On Wednesday, when the Renville County Sheriff’s Office posted a news release about the skull and pictures of it, Hable said, his office was contacted by various Native American groups in the state, including the Minnesota Indian Affairs Council. They informed the sheriff’s office that publishing photos of the skull was “very offensive to the Native American culture,” he said.

“Because there’s a chance that the bones belong to somebody with Native American heritage, we’re just going to honor their request,” Hable said, adding that the post was taken down Wednesday afternoon.




Dylan Goetsch, a cultural resources specialist with the Minnesota Indian Affairs Council, said in a statement Thursday that the sheriff’s office “showed a complete lack of cultural sensitivity by their failure to reference the individual as being Native American, their treatment of the individual as a piece of history and their lack of tribal consultation.”

He added that the council had not been made aware of the discovery until seeing the Facebook post.

“Seeing Native American ancestors being displayed and treated as a piece of history is traumatic for many Native Americans as, for centuries, Native American burials were looted, vandalized and destroyed,” Goetsch said.

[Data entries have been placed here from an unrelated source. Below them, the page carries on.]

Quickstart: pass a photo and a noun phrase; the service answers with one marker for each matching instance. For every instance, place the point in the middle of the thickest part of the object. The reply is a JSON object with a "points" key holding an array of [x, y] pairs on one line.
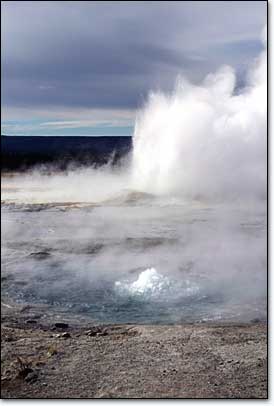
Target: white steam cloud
{"points": [[205, 141]]}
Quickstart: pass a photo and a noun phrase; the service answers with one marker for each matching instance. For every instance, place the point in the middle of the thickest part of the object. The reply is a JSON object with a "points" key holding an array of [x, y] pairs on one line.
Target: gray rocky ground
{"points": [[82, 360]]}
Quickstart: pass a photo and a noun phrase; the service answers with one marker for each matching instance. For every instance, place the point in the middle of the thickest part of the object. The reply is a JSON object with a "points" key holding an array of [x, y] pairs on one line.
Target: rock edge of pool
{"points": [[59, 358]]}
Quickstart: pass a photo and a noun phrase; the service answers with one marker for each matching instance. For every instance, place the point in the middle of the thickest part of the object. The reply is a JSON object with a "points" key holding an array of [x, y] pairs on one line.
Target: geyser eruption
{"points": [[205, 140], [130, 244]]}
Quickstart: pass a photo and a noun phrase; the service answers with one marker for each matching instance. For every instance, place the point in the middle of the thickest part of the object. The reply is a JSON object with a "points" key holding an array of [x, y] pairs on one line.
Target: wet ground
{"points": [[76, 360]]}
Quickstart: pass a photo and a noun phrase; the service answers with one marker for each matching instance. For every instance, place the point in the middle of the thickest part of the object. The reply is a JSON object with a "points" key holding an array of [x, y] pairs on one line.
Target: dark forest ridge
{"points": [[25, 151]]}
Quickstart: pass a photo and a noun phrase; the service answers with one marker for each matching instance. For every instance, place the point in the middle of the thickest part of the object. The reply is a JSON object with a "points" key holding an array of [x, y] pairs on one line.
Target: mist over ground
{"points": [[176, 233]]}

Blue said the skull was definitely from an ancestor of one of the tribes in the area today.

“The Minnesota Indian Affairs Council and other ones are very protective of any remains,” she said. “Usually there would not be any sort of invasive analysis and photos are not allowed.”

The Private Cemeteries Act in Minnesota states that it is a felony “to willfully disturb a burial ground.” If the sheriff had not sent the skull to the medical examiner’s office — believing that it may have been from a recent murder victim — the skull most likely would never have been analyzed by an anthropologist, Blue said.

The skull is expected to be returned to Native American tribes in the state, Hable said.

Environmental circumstances played a role in the skull’s discovery. A severe drought overtook the state last year, with above-normal temperatures depleting rivers and exposing banks that are typically awash, according to a report from Minnesota’s Department of Natural Resources.

“In some parts of the state, the drought was as serious as anything experienced in over 40 years,” the report said, “though for most of the state it was the worst drought in 10 to 30 years.”

Global warming increases the likelihood of drought. Climate change can also affect precipitation patterns around the world, making dry areas drier.

Hable said that parts of the Minnesota River “were exposed that hadn’t been before” because of the drought.

“Of course, in a kayak, they’re right there, and they happened to spot it,” he said of the people who found the skull. The sheriff’s office did not release their names.

Similarly, a drought made worse by climate change in the Southwest had dropped the water levels in Nevada’s Lake Mead, exposing a metal barrel this month that contained the remains of a person killed about four decades ago, according to the Las Vegas Metropolitan Police Department.

Officials there had said that the water level drop could result in other bodies being found at the lake.

But Hable said he didn’t expect more skulls, let alone one from a different millennium, to be unearthed in his area anytime soon.

“This,” he said, “is extremely rare.”